The soil of Arctic areas is generally said to be Tundra. Recent research indicates that the zonal diagram depicting a Podzol-Tundra-firn sequence northward from the fringes of the northern forest does not realistically reflect physical conditions in the northern extremities of ice-free land. These extremities are primarily mantled with Polar Desert soils.
The Polar Desert soils are at times only sparsely colonized by vascular plants. They are typical of regions of low temperature, rather dry soil conditions, mildly acid to alkaline in reaction with salt efflorescences.
In the western hemisphere, all land north of Viscount Melville and Lancaster sounds falls into the geographical area of Polar Desert soils, and so do the ice-free portions of Greenland north of 78° to 80° N. The Franklin district of the Canadian Arctic Archipelago is rather a transition zone between Tundra soil and Polar Desert soil.
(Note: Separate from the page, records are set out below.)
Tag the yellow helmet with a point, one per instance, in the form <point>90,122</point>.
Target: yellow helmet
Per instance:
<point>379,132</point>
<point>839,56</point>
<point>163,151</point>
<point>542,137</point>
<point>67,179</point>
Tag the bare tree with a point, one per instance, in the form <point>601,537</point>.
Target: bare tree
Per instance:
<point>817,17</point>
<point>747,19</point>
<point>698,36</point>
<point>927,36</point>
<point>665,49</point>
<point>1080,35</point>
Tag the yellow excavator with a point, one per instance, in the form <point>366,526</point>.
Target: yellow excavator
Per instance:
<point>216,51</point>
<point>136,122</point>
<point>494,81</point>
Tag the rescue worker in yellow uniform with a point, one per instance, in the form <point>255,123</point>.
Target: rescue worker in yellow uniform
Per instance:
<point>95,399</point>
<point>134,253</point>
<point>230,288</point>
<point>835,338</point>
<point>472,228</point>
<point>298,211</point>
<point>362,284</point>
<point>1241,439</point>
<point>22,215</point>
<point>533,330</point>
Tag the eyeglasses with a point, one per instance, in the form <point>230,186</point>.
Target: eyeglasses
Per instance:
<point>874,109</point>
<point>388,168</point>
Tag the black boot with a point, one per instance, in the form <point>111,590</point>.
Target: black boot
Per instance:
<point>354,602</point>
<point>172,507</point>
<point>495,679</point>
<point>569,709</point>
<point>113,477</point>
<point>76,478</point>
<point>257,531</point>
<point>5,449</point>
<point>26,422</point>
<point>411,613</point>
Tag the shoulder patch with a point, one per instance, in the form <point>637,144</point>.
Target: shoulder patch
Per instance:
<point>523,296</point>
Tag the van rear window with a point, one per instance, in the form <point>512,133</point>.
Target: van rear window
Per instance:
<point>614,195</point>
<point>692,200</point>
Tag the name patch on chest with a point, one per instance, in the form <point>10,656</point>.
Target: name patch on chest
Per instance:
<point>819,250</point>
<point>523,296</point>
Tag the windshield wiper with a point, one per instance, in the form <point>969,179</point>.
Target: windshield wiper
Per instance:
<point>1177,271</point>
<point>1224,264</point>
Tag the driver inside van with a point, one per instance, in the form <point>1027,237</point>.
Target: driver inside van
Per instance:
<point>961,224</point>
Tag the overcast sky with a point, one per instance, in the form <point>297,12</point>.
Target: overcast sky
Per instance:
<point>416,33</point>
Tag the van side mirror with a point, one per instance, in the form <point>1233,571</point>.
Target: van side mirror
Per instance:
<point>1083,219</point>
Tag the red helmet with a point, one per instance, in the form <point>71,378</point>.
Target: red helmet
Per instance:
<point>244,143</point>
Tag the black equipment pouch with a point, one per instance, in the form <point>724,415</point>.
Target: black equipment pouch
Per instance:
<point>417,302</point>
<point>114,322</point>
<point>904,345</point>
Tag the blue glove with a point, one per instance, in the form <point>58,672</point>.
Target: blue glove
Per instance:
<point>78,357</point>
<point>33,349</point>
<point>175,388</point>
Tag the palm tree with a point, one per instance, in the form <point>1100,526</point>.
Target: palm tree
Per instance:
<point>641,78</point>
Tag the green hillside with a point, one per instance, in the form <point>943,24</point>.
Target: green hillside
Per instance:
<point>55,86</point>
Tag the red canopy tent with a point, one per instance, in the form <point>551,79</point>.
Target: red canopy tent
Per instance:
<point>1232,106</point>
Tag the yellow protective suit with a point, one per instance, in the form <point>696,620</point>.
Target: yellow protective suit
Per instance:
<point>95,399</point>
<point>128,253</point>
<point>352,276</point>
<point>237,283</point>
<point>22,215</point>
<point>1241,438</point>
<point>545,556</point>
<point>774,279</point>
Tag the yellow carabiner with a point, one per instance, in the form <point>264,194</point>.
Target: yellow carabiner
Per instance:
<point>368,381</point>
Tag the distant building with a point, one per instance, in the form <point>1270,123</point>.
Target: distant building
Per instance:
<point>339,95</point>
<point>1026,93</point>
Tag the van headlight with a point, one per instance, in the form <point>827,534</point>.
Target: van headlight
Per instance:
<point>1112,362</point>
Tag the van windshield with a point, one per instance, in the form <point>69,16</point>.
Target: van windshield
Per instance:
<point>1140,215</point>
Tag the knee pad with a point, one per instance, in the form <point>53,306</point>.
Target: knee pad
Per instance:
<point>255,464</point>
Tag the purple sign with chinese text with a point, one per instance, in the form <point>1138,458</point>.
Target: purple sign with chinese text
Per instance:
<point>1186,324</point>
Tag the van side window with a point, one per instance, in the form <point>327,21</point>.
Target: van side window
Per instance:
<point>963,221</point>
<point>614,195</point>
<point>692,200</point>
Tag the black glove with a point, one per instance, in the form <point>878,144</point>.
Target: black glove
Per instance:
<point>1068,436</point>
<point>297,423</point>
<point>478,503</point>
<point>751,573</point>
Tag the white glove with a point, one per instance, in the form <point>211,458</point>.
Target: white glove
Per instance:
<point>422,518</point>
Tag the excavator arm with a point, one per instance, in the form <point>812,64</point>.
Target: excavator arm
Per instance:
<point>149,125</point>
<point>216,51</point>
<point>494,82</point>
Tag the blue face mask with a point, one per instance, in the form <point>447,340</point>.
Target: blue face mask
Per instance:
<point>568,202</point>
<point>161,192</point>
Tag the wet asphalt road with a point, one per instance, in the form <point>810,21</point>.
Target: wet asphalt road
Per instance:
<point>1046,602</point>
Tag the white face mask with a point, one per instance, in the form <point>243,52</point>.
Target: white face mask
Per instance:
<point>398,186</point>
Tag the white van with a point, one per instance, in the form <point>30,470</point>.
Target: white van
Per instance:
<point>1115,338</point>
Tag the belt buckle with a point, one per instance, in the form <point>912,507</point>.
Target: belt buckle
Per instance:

In the eastern hemisphere, portions of Svalbard lie within the Polar Desert soil area. On the other hand, Novaya Zemlya, Savernaya Zemlya, Novo Sibirskie, Wrangel Islands, and portions of the Northern Tamal and Taimyr peninsulas constitute more of a transition zone between Tundra and true Polar Desert. The extension of this transition zone has been outlined by Gerasimov in 1956.
Geologists such as Cailleux, Taylor, Troll, and Washburn have contributed substantially to the study of Arctic soils through their work on physical and chemical weathering, ground patterns, and perennially frozen ground.
A substantial effort should be made by scientists o t unify soil nomenclature in the Arctic or at least to establish equivalent terminology. Fundamental studies on Arctic soil are long overdue with cartography not one of the least important.